Là, je suis au parc. J’observe la faune. L’étchureux teigneux s’approche de moi. Il est intimidant, mais jamais autant que les écureuils du Yâwbe qui faisaient du vandalisme sur ma poubelle quand je suis arrivée à Québec. Les goélands ont l’air de brasser des affaires sérieuses. Maudit que je les aime, les goélands. Est-ce parce que la faune de Mourial est trop limitée? Non. Je les ai toujours aimé. Je me souviens de la fois où j’étais au Jardin zoologique de Québec avec ma classe de troisième année. Durant le dîner, qu’on prenait dehors assis sur le gazon, je mangeais ma tite samouiche frette tute écrapou par mon ice pack, pis je regardais le goéland qui me regardait. Il me fixait, je le fixais.

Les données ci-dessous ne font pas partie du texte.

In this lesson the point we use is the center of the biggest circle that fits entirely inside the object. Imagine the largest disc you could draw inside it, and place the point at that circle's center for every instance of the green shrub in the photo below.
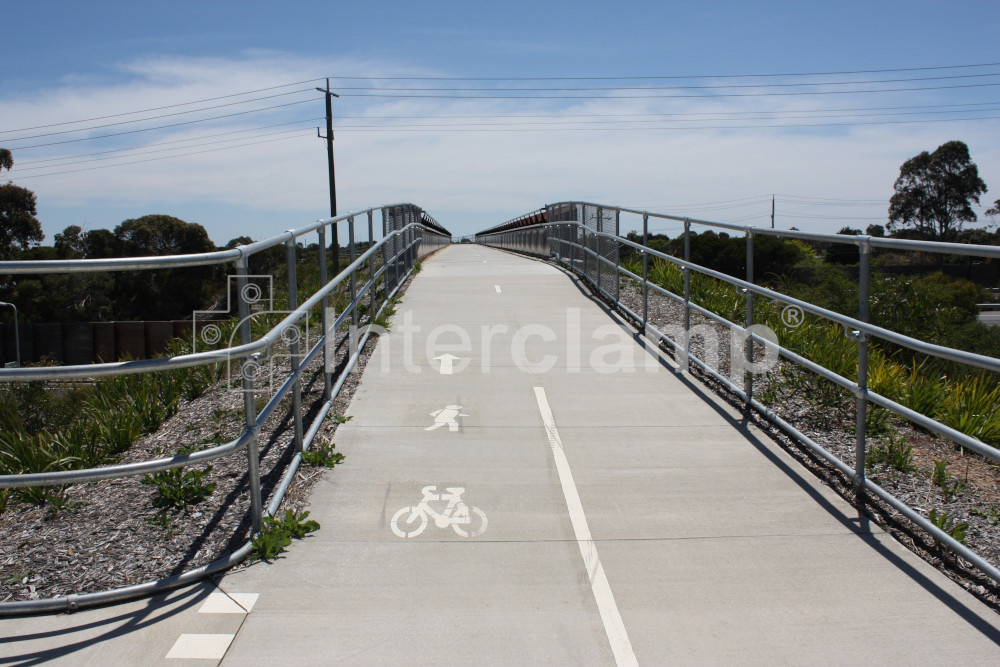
(948, 525)
(178, 488)
(322, 455)
(276, 533)
(892, 452)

Je voulais lui donner ma samouiche, mais je me suis fait dire que c’était cave de m’attarder sur un goéland alors que j’étais dans un zoo. Han? Rapport. Je le trouve beau, le goéland. Veux-tu que je retourne pleurer devant la cage ridiculement petite des grizzlis? Le goéland est beau, libre, il crie drôle, il a l’air doux. 

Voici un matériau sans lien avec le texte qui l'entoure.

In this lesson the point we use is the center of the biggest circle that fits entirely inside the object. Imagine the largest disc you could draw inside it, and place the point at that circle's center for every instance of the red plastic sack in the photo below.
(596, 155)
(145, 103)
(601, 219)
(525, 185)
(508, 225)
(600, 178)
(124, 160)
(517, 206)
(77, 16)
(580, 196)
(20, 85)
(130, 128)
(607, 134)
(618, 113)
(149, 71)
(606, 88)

Je poursuis ma marche, gardant l’espoir que ma barre d’humeur va reverdir. J’arrête au guichet. Y’a un p’tit roux qui me fait du charme. Il baisse ses lunettes fumées en me faisant des sourires de p’tites dents pendant que sa mère fait ses transactions d’adulte plate. Je pense qu’il aime mes cheveux. Ça me fait sourire moi aussi, je sors de là en me disant que je suis en train de réussir ma mission, je suis déjà un peu plus légère. Au coin de rue suivant, un homme étrangle son chien avec sa laisse. Il lui parle sèchement, une grosse brute conne, il lui tire la peau du cou par secousses. Son chien a l’air hyper soumis. Il détourne le regarde, les yeux mi-clos, il reste immobile. C’est clairement pas la première fois qu’il se fait brasser comme ça. Me vient une image mentale de cet homme en train de se faire dévorer par une meute de hyènes. Les hyènes ont une mâchoire vraiment boucoup très très solide. Ça doit faire mal. Dans ma tête, le monsieur souffre beaucoup.



Mission échouée.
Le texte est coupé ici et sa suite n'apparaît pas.